クロスは、ギムレットを追い詰めすぎる師匠たちを止めた。彼は、落とし前は必要だがこれ以上はやりすぎだと訴え、ギムレットに対しても、互いにこれ以上いがみ合えば大惨事になるとして手打ちを提案した。孤児院への嫌がらせがなくなれば十分であり、傘下入りも形式上で構わないと告げた。

アラカルト派の発足

クロスの慈悲を受けたギムレットは、命を救われた衝撃から強烈な敬意と忠義を抱いた。彼はクロスの前に跪き、決闘の結果を喜んで受け入れ、一生の忠誠を捧げると誓った。
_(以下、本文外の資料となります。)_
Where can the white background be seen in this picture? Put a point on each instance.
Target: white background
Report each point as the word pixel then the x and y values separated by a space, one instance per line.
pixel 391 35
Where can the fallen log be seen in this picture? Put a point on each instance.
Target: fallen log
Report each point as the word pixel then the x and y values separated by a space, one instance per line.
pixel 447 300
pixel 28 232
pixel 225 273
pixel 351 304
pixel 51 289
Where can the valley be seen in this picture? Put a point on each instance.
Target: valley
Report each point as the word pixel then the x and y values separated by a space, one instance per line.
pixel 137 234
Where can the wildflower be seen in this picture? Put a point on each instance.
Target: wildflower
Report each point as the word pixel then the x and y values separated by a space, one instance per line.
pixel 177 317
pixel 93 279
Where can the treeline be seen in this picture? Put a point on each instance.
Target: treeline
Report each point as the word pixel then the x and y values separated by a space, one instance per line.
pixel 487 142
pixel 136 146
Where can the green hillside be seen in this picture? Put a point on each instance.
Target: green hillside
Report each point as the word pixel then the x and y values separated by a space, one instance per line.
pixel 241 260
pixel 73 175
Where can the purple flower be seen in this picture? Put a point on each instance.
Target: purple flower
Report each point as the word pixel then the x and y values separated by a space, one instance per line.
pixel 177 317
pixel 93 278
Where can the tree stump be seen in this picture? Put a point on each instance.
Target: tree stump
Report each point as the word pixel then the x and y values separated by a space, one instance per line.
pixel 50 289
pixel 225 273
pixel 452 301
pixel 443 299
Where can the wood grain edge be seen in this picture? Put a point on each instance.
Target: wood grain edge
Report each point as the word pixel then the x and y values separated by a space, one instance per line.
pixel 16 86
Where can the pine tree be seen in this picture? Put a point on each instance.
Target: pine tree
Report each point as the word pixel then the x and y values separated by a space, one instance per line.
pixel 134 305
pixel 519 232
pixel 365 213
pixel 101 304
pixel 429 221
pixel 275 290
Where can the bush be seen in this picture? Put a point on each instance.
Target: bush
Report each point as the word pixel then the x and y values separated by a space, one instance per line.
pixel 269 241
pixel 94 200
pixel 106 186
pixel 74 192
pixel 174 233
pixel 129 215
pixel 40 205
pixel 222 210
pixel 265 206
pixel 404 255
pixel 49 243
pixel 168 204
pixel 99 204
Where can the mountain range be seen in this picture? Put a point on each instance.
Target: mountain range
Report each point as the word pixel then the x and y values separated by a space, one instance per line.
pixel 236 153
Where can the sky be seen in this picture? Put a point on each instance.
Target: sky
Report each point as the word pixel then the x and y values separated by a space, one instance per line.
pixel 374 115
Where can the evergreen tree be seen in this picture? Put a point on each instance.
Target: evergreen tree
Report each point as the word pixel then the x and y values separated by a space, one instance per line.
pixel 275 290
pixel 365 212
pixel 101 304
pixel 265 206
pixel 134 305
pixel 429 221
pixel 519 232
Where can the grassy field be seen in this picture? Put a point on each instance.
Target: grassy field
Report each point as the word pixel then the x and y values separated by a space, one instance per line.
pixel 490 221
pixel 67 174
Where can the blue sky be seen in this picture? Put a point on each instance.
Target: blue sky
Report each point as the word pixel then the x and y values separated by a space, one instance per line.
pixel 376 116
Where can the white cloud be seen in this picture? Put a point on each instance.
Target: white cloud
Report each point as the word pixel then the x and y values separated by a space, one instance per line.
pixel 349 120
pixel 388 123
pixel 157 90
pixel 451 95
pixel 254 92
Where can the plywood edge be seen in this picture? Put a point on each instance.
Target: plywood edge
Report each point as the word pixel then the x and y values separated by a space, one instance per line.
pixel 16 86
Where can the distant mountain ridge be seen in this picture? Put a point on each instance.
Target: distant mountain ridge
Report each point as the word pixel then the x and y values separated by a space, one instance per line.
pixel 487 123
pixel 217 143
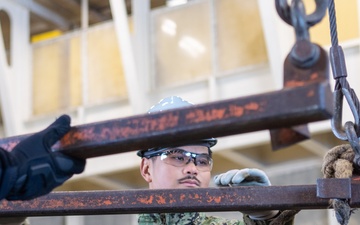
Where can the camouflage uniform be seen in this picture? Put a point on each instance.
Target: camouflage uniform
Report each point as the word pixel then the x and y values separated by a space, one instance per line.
pixel 196 218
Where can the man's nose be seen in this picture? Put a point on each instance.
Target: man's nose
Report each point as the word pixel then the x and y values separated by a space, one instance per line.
pixel 191 166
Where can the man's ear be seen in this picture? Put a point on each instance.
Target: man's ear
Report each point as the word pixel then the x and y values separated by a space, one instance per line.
pixel 145 169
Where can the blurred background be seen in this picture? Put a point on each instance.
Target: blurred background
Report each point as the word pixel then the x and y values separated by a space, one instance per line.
pixel 105 59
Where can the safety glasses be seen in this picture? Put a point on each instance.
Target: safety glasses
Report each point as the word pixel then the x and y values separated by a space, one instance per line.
pixel 179 158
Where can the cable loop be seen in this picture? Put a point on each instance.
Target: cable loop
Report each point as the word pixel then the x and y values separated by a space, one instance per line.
pixel 336 122
pixel 285 11
pixel 354 142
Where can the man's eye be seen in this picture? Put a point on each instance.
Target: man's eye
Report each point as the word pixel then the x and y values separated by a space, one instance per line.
pixel 178 157
pixel 203 162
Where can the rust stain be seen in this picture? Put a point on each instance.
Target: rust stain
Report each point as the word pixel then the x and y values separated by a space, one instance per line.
pixel 197 116
pixel 161 200
pixel 146 200
pixel 172 199
pixel 182 197
pixel 236 110
pixel 107 202
pixel 294 83
pixel 216 199
pixel 314 76
pixel 310 93
pixel 252 106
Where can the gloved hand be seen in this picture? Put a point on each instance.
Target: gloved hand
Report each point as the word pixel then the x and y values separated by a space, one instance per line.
pixel 243 177
pixel 39 169
pixel 247 177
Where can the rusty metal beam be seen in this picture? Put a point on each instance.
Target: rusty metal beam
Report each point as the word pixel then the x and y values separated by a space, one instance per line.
pixel 299 76
pixel 290 106
pixel 177 200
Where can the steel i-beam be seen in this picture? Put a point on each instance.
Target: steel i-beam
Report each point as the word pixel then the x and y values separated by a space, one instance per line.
pixel 287 107
pixel 182 200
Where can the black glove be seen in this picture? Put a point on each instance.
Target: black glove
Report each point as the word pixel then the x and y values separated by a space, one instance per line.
pixel 39 169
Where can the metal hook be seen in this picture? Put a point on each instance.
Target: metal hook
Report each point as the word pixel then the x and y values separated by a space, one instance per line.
pixel 284 11
pixel 354 142
pixel 336 121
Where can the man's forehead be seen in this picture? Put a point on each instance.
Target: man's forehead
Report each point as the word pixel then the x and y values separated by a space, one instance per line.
pixel 194 148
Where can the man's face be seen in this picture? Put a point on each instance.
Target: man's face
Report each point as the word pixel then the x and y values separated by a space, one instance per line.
pixel 161 175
クロスは突然の豹変に戸惑ったが、師匠たちは決闘の結果として収まるべき形だと受け流した。こうして、公爵家を従える異例の平民新興派閥、アラカルト派が正式に発足した。

エピローグ 

アナザーステータス

クロスの決闘から数日後、リオーネたちは彼のステータスプレートを確認していた。クロスはギムレット戦で大きく成長し、盗賊系スキルや新たな補正スキルも発現していた。さらに八つの補正スキルが統合された不在スキル《アナザーステータス》が現れ、三人はクロスの将来性が想定を超えたことに驚いていた。

師匠たちの思惑

《アナザーステータス》は、クロスの弱点だったステータス不足を大きく補う可能性を持っていた。リオーネたちは、クロスがどこまで成長するのか読めなくなったことで、彼を本気で独り占めする算段を考え始めた。三人は笑顔の裏で、恋敵同士を出し抜く戦略を組み立てていた。

アラカルト派の噂

クロスは冒険者学校の授業日程を確認するため、掲示板へ向かっていた。街では、クロスがリッチモンド家とウォルドレア家の跡継ぎを下し、孤児組とギムレットをまとめて新興派閥アラカルト派を作ったと騒がれていた。クロスは過剰な報道に困りつつも、孤児組が侮られなくなるなら仕方ないと受け止めていた。

クロスの決意

クロスは、決闘で得た成長と《アナザーステータス》の可能性を見て、改めて師匠たちへの感謝を深めた。無職の自分がここまで来られたのはリオーネたちのおかげだと考え、いつか恩返しできるほど強くなり、憧れの冒険者に近づこうと決意していた。

エリシアとの再会

その直後、クロスは突然人気のない路地裏へ引き込まれた。現れたのは、久しく会えていなかった勇者の末裔エリシアだった。クロスは憧れの女性との急な再会に動揺し、エリシアも普段とは違って落ち着かない様子を見せていた。

婿候補の誤解

エリシアは、クロスがリッチモンド家とウォルドレア家の跡継ぎを次々と倒し、平民でありながら貴族を従える派閥を発足させた話を切り出した。そして、クロスが勇者の伴侶の座、つまり自分の婿の座を狙っているのかと尋ねた。クロスは、嫌がらせを止めることだけを考えていたため、自分の活躍がこの街でそう受け取られる意味を完全に失念していた。